Station: [6] The "Holy Sepulchre"
In the western part of the chapel, you’ll notice an area surrounded by metal fencing. Beneath it is an underground vault – a mock tomb, far too small to hold a real body. This is the "Holy Sepulchre" which gave the abbey its name. It’s also the subject of the founding legend. In the late Middle Ages, that legend was recorded on 15 wooden panels – an easily understandable story in pictures – though the content is dramatic and disturbing.
In 1287, a Jewish merchant is said to have illicitly entered the church in the village of Techow in order to steal the host. When divine intervention prevented the thief from leaving, and he panicked and attempted to bury the host, it started to bleed. He fled, but his crime was discovered and he was put to death. The bleeding host is said to have worked many miracles and thus gave rise to the founding of the abbey, in the very place where it had been buried.

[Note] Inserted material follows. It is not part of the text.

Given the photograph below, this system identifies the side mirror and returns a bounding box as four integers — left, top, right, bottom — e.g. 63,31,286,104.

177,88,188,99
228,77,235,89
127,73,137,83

It’s safe to assume that this supposed origin legend has nothing whatsoever to do with the historical truth. Unvarnished hatred of the Jews was taken for granted back then, something that is profoundly shocking to us today. The medieval pilgrims, on the other hand, venerated the host’s burial site here in the chapel. The host was, of course, seen as the true body of Christ following its transformation during Holy Mass. That was the body interred in the "Holy Sepulchre".
If you’d like to find out more about the abbey’s founding legend and the picture panels, you might like to know that the collegiate foundation has published several papers on the subject in recent years. And an entire room is dedicated to it in the foundation’s museum. To get to the museum, which is in the abbey’s east wing, you need to pass through the cloister.